INFN progress in neural network research for HPC

ByTEXTAROSSA Project

INFN progress in neural network research for HPC

INFN started tackling neural simulations with its own engine, the Distributed and Plastic Spiking Neural Network (DPSNN), which is a scalable C++/MPI code for HPC platforms at extreme scales simulating the spiking dynamics of a brain cortex modeled as a grid of cortical columns populated with neurons and their interconnecting synapses.
It has been used to first model brain cortex behaviour — with a special focus on sleep-like states — and to gauge compute and power efficiency on different architectures.
INFN has now transitioned to another, more versatile tool, the NEST Simulator; this is a C++/MPI/OpenMP code by the NEST Initiative (https://nest-initiative.org) that empowers a user with a domain-specific language to design a virtual neurophysiology experiment, from the equations driving the dynamics of the components of interest in the cortex (with a rich library of many types of either neurons and synapses ready to be used) to the topology of their interconnections — the so-called connectome — all the way to the necessary supporting tools, like probing or stimulating electrodes that read or inject electrical currents into the simulated cortex.
NEST offers to the experimenter an intuitive Python interface to easily setup a detailed and complex protocol of interaction between a simulated cortex and a set of external stimuli.
Coupled with the huge set of tools for analysis, visualization and data transformation available to the Python user, NEST allows for a compact yet expressive way to perform even very involved neural simulations.
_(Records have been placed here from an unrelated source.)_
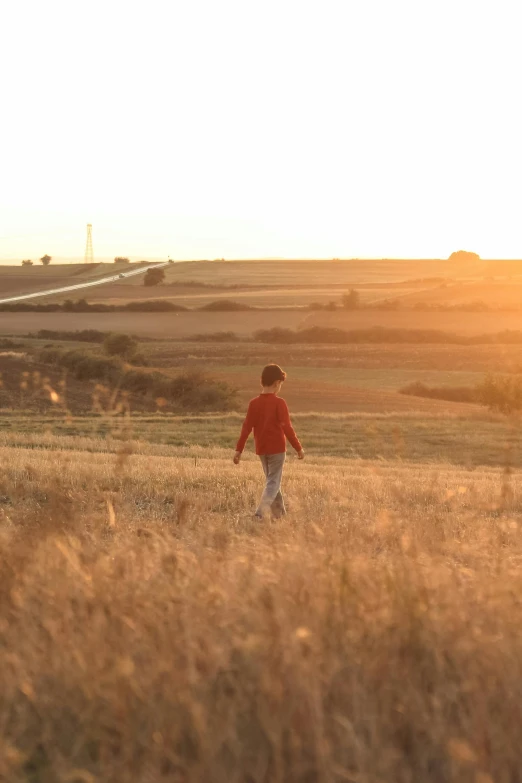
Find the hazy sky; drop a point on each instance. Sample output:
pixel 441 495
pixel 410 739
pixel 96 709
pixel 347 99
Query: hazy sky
pixel 245 129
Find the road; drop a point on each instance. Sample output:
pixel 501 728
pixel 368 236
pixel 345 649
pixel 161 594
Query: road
pixel 79 286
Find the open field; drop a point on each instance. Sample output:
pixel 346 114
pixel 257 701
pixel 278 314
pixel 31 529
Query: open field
pixel 159 325
pixel 470 438
pixel 25 279
pixel 149 630
pixel 185 324
pixel 408 357
pixel 493 294
pixel 456 322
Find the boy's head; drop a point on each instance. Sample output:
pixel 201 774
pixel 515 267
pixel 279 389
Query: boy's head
pixel 272 374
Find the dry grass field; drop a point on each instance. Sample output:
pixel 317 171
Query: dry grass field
pixel 25 279
pixel 150 630
pixel 461 323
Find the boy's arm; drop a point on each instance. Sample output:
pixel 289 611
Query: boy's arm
pixel 246 429
pixel 287 427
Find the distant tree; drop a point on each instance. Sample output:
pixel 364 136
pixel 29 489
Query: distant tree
pixel 464 255
pixel 351 300
pixel 120 345
pixel 153 276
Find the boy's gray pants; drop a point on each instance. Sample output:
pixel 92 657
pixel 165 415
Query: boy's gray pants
pixel 272 499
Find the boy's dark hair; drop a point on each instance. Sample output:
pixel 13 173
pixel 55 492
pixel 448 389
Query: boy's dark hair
pixel 272 373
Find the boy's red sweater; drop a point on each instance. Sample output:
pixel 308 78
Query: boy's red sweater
pixel 268 416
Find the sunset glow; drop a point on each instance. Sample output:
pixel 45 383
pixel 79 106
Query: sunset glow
pixel 241 130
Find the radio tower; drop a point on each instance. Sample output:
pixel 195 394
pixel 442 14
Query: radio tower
pixel 89 256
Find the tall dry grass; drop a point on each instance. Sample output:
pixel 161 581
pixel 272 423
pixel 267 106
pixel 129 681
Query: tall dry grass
pixel 150 630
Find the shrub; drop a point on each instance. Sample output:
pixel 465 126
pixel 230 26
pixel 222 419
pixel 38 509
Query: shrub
pixel 154 276
pixel 351 300
pixel 501 393
pixel 120 345
pixel 191 391
pixel 7 343
pixel 225 305
pixel 380 334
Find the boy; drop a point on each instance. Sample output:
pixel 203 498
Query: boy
pixel 269 418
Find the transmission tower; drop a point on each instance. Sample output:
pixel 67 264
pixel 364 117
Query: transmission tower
pixel 89 256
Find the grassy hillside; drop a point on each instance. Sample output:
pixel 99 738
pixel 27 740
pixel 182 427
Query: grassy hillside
pixel 151 630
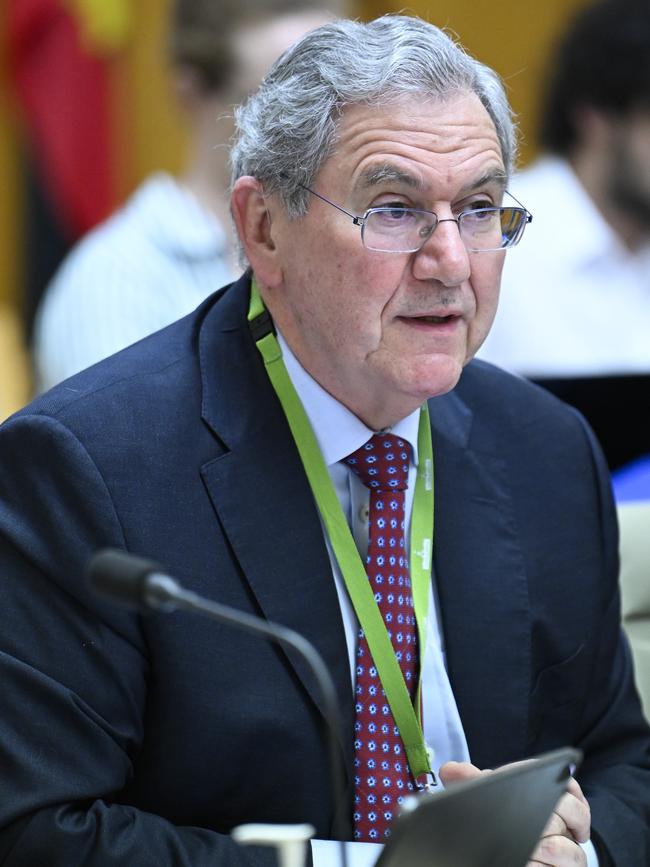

INFN has used NEST to implement a biologically-inspired thalamo-cortical model which is able to be trained in classification of handwritten digits from the MNIST dataset and then mimick the wake-sleep cycle, in order to test the enhancing effects of sleep on the quality of learning and recognition, even in noisy environments.
NEST does not currently support running on GPUs, therefore INFN is closely following and collaborating in the development of NeuronGPU (by B. Golosio), a CUDA/C++/MPI code that replicates many features of NEST with a similar Python interface while targeted at high performances on NVIDIA GPUs and which is poised to be integrated in the near future in some capacity into NEST as a GPU-enabling component called NEST-GPU.